魅力的なキャラクターとロマン溢れる「神様はじめました」

概要

「神様はじめました」は鈴木ジュリエッタによるファンタジー少女漫画。白泉社発行の月刊花とゆめにて2008年から2016年まで連載されていた。全25巻。2012年と2015年にはテレビアニメが放送され、2015年には舞台化もされている。

登場人物紹介

桃園奈々生(ももぞの ななみ)

明るく元気だが苦労人の高校2年生。幼い頃に母と死別し父と二人暮らしをしていたがギャンブル好きの父親が借金を残したまま蒸発。家を失いホームレス状態になっていたところ、あるきっかけから縁結びの神社の土地神となり、生き神兼女子高生となる。

巴衛(ともえ)

銀髪で頭から狐の耳が生えた男。もともとは奈々生の先代に仕える神使だったが、代替わりしたため現在は奈々生の神使。神使になる前は野狐で悪友とともに地域を荒らしまわっていた。性格はひねくれていてぶっきらぼうだが、なんだかんだ面倒見が良く優しい。

瑞樹(みずき)

奈々生と巴衛とは別の神社の神使。本来の姿は白蛇で可愛らしい見た目にヘビのような性格をした男。

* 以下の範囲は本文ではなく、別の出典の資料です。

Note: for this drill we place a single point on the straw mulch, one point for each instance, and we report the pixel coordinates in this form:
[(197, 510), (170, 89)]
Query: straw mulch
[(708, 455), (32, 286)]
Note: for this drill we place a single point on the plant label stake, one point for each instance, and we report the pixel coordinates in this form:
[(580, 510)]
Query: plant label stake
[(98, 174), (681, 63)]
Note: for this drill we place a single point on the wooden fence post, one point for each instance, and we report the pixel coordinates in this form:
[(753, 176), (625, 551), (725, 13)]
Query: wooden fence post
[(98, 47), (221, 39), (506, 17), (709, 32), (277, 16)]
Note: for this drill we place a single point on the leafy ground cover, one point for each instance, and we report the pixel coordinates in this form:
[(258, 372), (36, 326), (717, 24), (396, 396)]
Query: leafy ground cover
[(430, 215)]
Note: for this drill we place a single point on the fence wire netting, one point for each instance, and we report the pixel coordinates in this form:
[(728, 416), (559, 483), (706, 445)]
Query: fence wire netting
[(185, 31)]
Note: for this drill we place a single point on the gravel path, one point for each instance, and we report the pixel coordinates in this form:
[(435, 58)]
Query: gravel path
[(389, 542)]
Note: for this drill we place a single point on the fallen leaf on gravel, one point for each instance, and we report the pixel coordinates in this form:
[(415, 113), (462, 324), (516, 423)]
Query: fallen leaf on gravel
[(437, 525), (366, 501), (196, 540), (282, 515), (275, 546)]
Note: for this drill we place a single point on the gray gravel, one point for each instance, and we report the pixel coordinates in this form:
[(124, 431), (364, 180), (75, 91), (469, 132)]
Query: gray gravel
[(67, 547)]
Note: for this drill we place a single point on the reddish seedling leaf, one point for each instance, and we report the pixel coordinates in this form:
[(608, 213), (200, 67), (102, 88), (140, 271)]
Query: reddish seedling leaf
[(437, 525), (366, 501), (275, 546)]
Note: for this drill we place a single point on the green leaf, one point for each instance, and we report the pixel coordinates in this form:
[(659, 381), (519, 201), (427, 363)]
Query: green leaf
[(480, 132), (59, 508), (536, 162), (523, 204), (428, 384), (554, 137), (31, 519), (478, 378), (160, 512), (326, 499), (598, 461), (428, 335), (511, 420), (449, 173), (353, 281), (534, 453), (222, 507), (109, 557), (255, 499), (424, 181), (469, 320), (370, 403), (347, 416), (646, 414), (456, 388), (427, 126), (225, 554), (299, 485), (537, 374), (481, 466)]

祭神がいなくなった自分の神社の新しい祭神として奈々生を仕立て上げようとしたこともあったが、現在は奈々生の神使として生活している。

あらすじ

母と死別し、父は蒸発、住み家を失った女子高生桃園奈々生(ももぞの ななみ)は、ひょんなきっかけから住み家を手に入れる。条件はミカゲ社の土地神となることで、奈々生は普通の高校生活を続ける傍ら、縁結びの神社で神様をはじめることに。そこには巴衛(ともえ)という不思議な男が住んでいた。装束姿で狐の耳の生えた巴衛は奈々生に仕える神使だと言うが態度はとても不満そう。負けず嫌いで頑張り屋の奈々生は自分の熱意を行動で示し、少しずつ巴衛の信頼を勝ち取っていくのだった。そんな中、新しい環境で勝手のわからない生活を続ける奈々生は、自分のピンチには文句を言いながらも必ず助けてくれて、どこか放っておけない巴衛へ恋心を抱いていく。思い切りの良い奈々生は勇気を出して巴衛に告白するがあっけなく玉砕。もしかしたら、と淡い期待を抱いていた自分を恥じ、泣き出してしまう。しかし周囲の妖たちに励まされ、巴衛が自分のことをどう思っていようと諦めないこと、自分の恋心を貫くことを固く決心するのであった。話が進むにつれ、巴衛には忘れられない過去の女性がいることが判明してしまう。奈々生は彼女の存在に何度も胸を締め付けられるが、実はその女性は…。人間と妖の500年越しの恋が描かれていく。

見どころ

魅力的なキャラクターと、ロマン溢れる恋愛模様が見どころ!明るくいつも前向きな奈々生はどんな困難も自分の信念と周囲への感謝で乗り越えていきます。奈々生の周りには奈々生を愛する友人や妖で溢れていますが、奈々生の頑張りを見ているとそれも納得。巴衛への気持ちを諦めず、他の男に想いを寄せられても全く揺らぐことなく巴衛だけを真っ直ぐ追いかけ続ける姿は読んでいる側も自然と応援したくなってしまいます。一方、奈々生を振った巴衛には重く暗い過去があり、簡単に奈々生を想いを受け入れたりはできないのです。明るく真っ直ぐな奈々生と、本当は健気で一途な巴衛の想いが通じ合うまでが、現在と過去、現実世界と妖の世界を行ったり来たりしながら丁寧に描かれていきます。

感想

主人公の奈々生ちゃんがとても可愛く、恋が叶うように応援したくなるのはもちろんですが、あらゆる困難に立ち向かい人として成長する姿はとてもカッコよく思えます。巴衛のツンデレ的なキャラクターは王道ですが、絵柄がとても魅力的なのと、これまでの人生がきちんと描かれているため、彼が奈々生にデレた時にはよりキュンとしてしまいます。たくさん出てくるキャラクターもみんな魅力的で、ひとり大ボス的な存在がいるのですが、彼の孤独には思わず泣けてしまうほどでした。何気なく手に取った少女漫画でしたが予想を超えるストーリー展開で最後まで夢中になって読みました。どうせこうなるだろうという読者の予想を上手に裏切ってくれる作品で、たくさん漫画を読んできた人でも楽しく読むことができると思います。